Bild: Olaf, du musst mehr Empathie zeigen: Der Kanzler bei der Sommer-Pressekon…
Olaf, du musst mehr Empathie zeigen, müssen seine Berater dem Kanzler vor
dem [1][Auftritt bei der Bundespressekonferenz] am Donnerstag eingeschärft
haben. Schließlich wird es bald, auch wenn das angesichts der
Außentemperaturen kaum zu glauben ist, recht kalt werden in Deutschland.
Und teuer – zumindest für diejenigen, die nicht zufällig 200.000 Euro in
bar für exorbitant steigende Energiekosten zu Hause rumliegen haben, wie
SPD-Genosse Johannes Kahrs. Oder über ein sattes Ruhegehalt und beste
Drähte nach Moskau verfügen, wie Noch-Genosse Gerhard Schröder. Für alle
Normalbürger:innen ohne Extrapolster hatte Olaf Scholz jedenfalls eine
tröstliche Botschaft parat: „You’ll never walk alone!“
Ich weiß nicht, wie es Ihnen ging, aber mir hat diese in hanseatischem
Pathos vorgetragene Fußballweisheit (Scholz hat sich bei der
[2][Stadionhymne des FC Liverpool] bedient, das Original ist eine
Broadway-Schmonzette aus den 1950ern) den Blutdruck in die Höhe getrieben.

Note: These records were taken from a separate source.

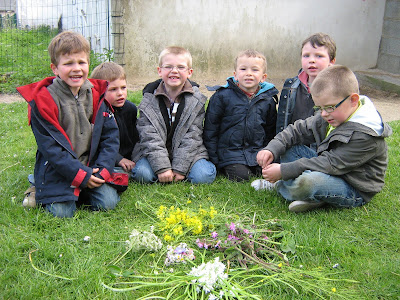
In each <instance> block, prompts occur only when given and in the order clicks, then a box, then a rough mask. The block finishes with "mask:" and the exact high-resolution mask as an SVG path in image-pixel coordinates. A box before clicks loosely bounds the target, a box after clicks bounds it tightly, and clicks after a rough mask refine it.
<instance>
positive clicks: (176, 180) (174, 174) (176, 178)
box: [173, 172, 185, 181]
mask: <svg viewBox="0 0 400 300" xmlns="http://www.w3.org/2000/svg"><path fill="white" fill-rule="evenodd" d="M173 173H174V181H182V180H184V179H185V176H184V175H182V174H179V173H176V172H173Z"/></svg>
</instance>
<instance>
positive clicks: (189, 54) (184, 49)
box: [158, 46, 193, 69]
mask: <svg viewBox="0 0 400 300" xmlns="http://www.w3.org/2000/svg"><path fill="white" fill-rule="evenodd" d="M167 54H174V55H183V56H185V57H186V59H187V65H188V67H189V69H191V68H192V62H193V59H192V55H191V54H190V52H189V50H187V49H185V48H183V47H178V46H169V47H167V48H165V49H164V50H163V51H161V53H160V56H159V57H158V66H159V67H162V60H163V58H164V57H165V55H167Z"/></svg>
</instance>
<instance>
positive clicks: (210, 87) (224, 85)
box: [206, 76, 275, 96]
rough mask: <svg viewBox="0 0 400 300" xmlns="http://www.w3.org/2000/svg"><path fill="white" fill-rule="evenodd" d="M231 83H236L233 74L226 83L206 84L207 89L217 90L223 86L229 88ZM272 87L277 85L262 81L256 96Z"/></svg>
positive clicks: (269, 88)
mask: <svg viewBox="0 0 400 300" xmlns="http://www.w3.org/2000/svg"><path fill="white" fill-rule="evenodd" d="M230 84H235V85H236V81H235V77H233V76H231V77H228V78H227V79H226V83H225V84H224V85H215V86H206V87H207V90H209V91H217V90H219V89H221V88H225V89H226V88H228V87H229V85H230ZM272 88H275V85H273V84H272V83H270V82H266V81H264V82H261V84H260V90H259V91H258V92H257V94H256V96H258V95H259V94H261V93H263V92H265V91H268V90H270V89H272Z"/></svg>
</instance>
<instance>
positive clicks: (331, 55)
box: [301, 32, 336, 61]
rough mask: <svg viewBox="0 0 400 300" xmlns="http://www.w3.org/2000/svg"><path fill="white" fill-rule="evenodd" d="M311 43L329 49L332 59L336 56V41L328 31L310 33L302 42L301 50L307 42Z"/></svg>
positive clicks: (335, 56)
mask: <svg viewBox="0 0 400 300" xmlns="http://www.w3.org/2000/svg"><path fill="white" fill-rule="evenodd" d="M307 43H310V44H311V46H313V47H314V48H316V47H317V46H318V47H323V46H324V47H326V48H327V49H328V55H329V59H330V60H331V61H332V60H334V59H335V57H336V43H335V41H334V40H333V39H332V38H331V37H330V36H329V35H327V34H326V33H323V32H318V33H314V34H313V35H310V36H309V37H308V38H306V39H305V40H304V41H303V43H302V44H301V50H303V47H304V45H305V44H307Z"/></svg>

Was, bitte soll das heißen: Du wirst niemals alleine gehen? Der Weg, lieber
Olaf (ich duze jetzt einfach mal zurück), den Du, Deine Partei und Deine
langjährige „große“ Koalitionspartnerin vor längerer Zeit eingeschlagen
habt, der uns in die energiepolitische Abhängigkeit von einem
expansionsgierigen Autokraten geführt hat, auf dem willst du mich jetzt
freundlich begleiten? Das hat, mit Verlaub, etwas von „Der Pate“: Du machst
mir ein Angebot, das ich nicht ablehnen kann – denn ich hänge ja mit drin:
Als Steuerzahlerin, Mieterin und Mutter werde ich sie brauchen, Deine
Entlastungspakete.
Was aber nicht heißt, dass ich nicht wütend bin. Wütend auf den
FDP-Finanzminister, [3][der heldenhaft die „kalte Progression“ bekämpft],
als ob das den vielen etwas helfen würde, die gar nicht erst eine
Gehaltserhöhung bekommen, die von der Inflation gefressen wird.

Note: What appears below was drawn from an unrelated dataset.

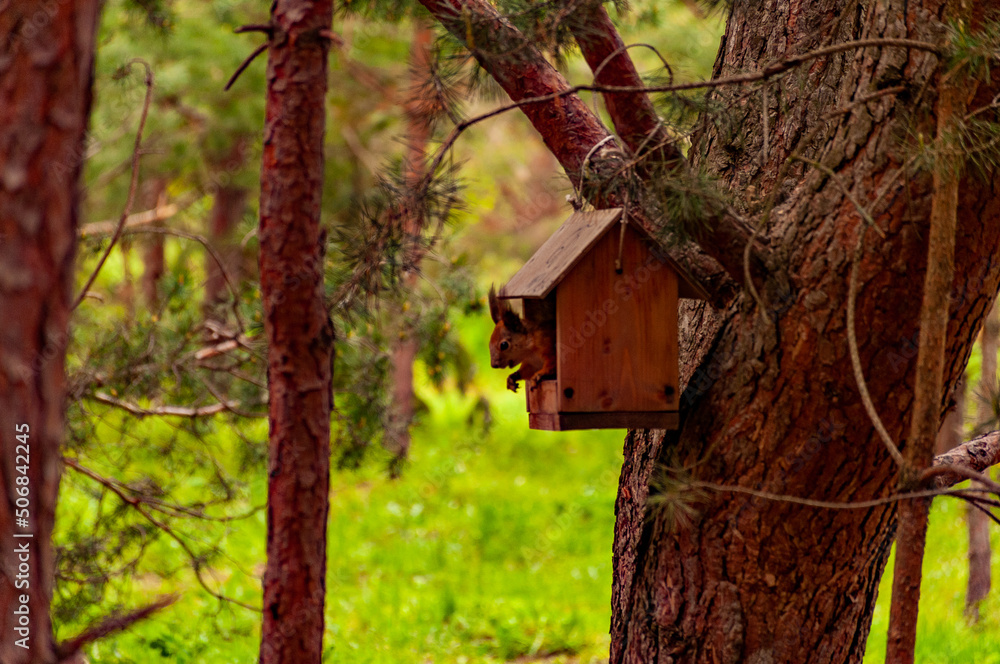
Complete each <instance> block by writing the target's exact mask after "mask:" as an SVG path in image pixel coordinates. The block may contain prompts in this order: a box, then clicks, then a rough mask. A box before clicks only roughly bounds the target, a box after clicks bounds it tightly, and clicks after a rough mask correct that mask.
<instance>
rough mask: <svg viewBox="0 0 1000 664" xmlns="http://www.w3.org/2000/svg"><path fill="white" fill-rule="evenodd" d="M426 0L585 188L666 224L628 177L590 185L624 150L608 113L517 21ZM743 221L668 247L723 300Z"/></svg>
mask: <svg viewBox="0 0 1000 664" xmlns="http://www.w3.org/2000/svg"><path fill="white" fill-rule="evenodd" d="M421 4H423V5H424V7H425V8H427V10H428V11H430V13H431V14H432V15H433V16H434V17H435V19H437V20H438V21H439V22H440V23H441V24H442V25H443V26H444V27H445V28H446V29H447V30H448V31H449V32H450V33H451V34H452V35H453V36H454V37H456V38H457V39H458V40H460V41H461V42H462V43H463V44H464V45H465V46H466V48H468V49H469V51H470V52H471V53H472V54H473V56H474V57H475V58H476V59H477V60H478V61H479V63H480V65H481V66H482V67H483V69H484V70H485V71H486V72H487V73H489V74H490V75H491V76H492V77H493V78H494V79H495V80H496V81H497V83H499V84H500V86H501V87H502V88H503V89H504V91H506V92H507V94H508V95H509V96H510V98H511V99H512V100H513V102H514V105H513V106H511V107H520V108H521V111H522V112H523V113H524V114H525V115H526V116H527V117H528V119H529V120H530V121H531V123H532V125H533V126H534V127H535V129H536V130H537V131H538V132H539V134H541V136H542V140H543V141H544V142H545V144H546V146H547V147H548V148H549V150H550V151H551V152H552V154H553V155H554V156H555V157H556V159H558V160H559V163H560V164H561V165H562V167H563V169H564V170H565V171H566V174H567V175H568V176H569V178H570V181H571V182H572V183H573V186H574V187H575V188H576V189H577V190H578V191H580V190H583V191H585V192H586V193H587V194H589V198H590V202H591V203H593V205H594V206H595V207H598V208H608V207H619V206H624V207H626V208H627V209H628V210H629V213H630V214H632V215H633V216H634V217H636V218H638V221H639V222H640V223H642V224H643V225H645V226H647V227H648V228H650V229H651V230H654V231H655V230H658V226H659V224H656V223H653V221H652V220H650V219H647V218H645V216H644V215H643V213H642V212H641V210H639V209H638V208H634V207H633V206H631V205H630V204H629V203H631V202H632V200H633V196H632V195H631V194H630V193H629V191H628V190H627V188H626V187H624V186H622V185H621V184H620V182H611V183H608V184H607V185H605V186H600V187H598V188H592V189H591V190H590V191H587V189H586V186H585V185H587V184H588V182H587V181H586V177H585V176H586V174H587V173H598V174H600V173H608V174H611V173H615V172H618V171H619V170H620V167H621V164H622V155H621V152H620V151H619V150H618V149H616V148H615V147H614V146H613V145H611V144H609V141H608V139H609V137H610V134H609V133H608V131H607V130H606V129H605V128H604V126H603V125H602V124H601V122H600V119H599V118H598V117H597V116H596V115H594V113H593V112H592V111H591V110H590V109H589V108H588V107H587V105H586V104H584V103H583V101H582V100H581V99H580V97H579V96H578V95H577V94H575V93H574V92H572V89H571V87H570V85H569V83H568V82H567V81H566V79H565V78H564V77H563V76H562V75H561V74H560V73H559V72H558V71H556V69H555V68H554V67H553V66H552V65H551V64H549V62H548V61H547V60H546V59H545V58H544V56H543V55H542V54H541V52H540V51H539V50H538V49H537V48H536V47H535V46H534V45H533V44H531V43H530V42H529V41H528V40H527V39H526V38H525V37H524V35H522V34H521V33H520V32H519V31H518V30H517V28H515V27H514V26H513V25H512V24H511V23H510V22H509V21H507V20H506V19H504V18H503V17H502V16H501V15H500V14H499V13H498V12H497V10H496V9H495V8H494V7H493V6H492V5H490V4H488V3H486V2H485V1H484V0H421ZM497 112H502V111H497ZM482 119H485V118H484V117H481V118H478V119H475V120H470V121H466V122H464V123H461V124H459V125H458V126H456V127H455V130H454V131H453V132H452V135H451V136H449V138H448V139H447V140H446V141H445V144H444V145H443V146H442V148H443V149H442V150H441V151H439V153H438V156H437V158H436V159H435V160H434V161H433V162H432V164H431V168H430V169H429V171H428V177H429V176H430V175H431V174H433V173H434V172H435V171H436V168H437V166H438V165H439V164H440V163H441V160H442V159H443V155H444V150H446V149H447V148H448V147H449V146H450V145H451V144H452V143H453V142H454V140H455V139H456V138H457V135H458V134H459V133H461V131H464V130H465V129H466V128H468V127H469V126H471V125H472V124H474V122H477V121H481V120H482ZM619 180H620V179H619ZM735 221H736V220H735V219H734V218H731V217H728V216H727V217H724V218H722V219H719V220H717V223H715V222H716V220H712V222H713V223H707V224H705V227H706V232H705V234H704V235H703V236H702V237H699V238H697V239H698V240H699V241H700V246H697V245H695V244H693V243H690V242H687V243H679V244H678V245H677V246H671V247H668V248H667V251H668V253H669V254H670V256H671V258H672V259H673V260H674V261H675V262H676V263H677V264H678V265H681V266H682V267H683V268H685V269H686V270H687V271H688V272H689V273H690V275H691V276H692V277H693V279H694V280H695V281H697V282H698V283H699V284H701V285H702V286H703V287H705V289H706V290H707V291H708V292H709V293H710V294H711V295H712V297H713V301H714V303H715V304H720V303H722V302H725V301H727V300H728V298H729V297H731V295H732V294H733V290H734V283H739V281H740V280H741V279H742V275H743V251H744V248H745V247H746V245H747V243H748V242H749V241H750V238H751V236H752V231H751V229H750V228H749V227H748V226H747V225H746V224H743V223H734V222H735ZM719 266H721V267H722V269H719Z"/></svg>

Aber vor allem bin ich wütend auf diese Rhetorik, die schon darauf
vorbereitet, dass vor lauter Krisenauffangleistungen wieder zu wenig Geld
für Klimaschutz und Mobilitätswende da sein wird. Schließlich müssen wir ja
ums Verrecken, trotz Ukrainekrieg und Inflation, die Schuldenbremse
einhalten, weil sonst die FDP ihr Gesicht verliert. Dabei müssen wir doch
dringend runter von unserem Energieverbrauch, doch ohne politische Lenkung
und massive Investitionen wird das nix. Selbst wenn Du, Olaf, der Du bei
deinem Auftritt so viel von Paketen und vom Liefern gesprochen hast, dass
man sich auf der Pressekonferenz eines Logistikunternehmens wähnte, jeder
Bürgerin einen Sparduschkopf zuschicken würdest und einen
Nahverkehrsgutschein obendrauf, es würde nicht reichen.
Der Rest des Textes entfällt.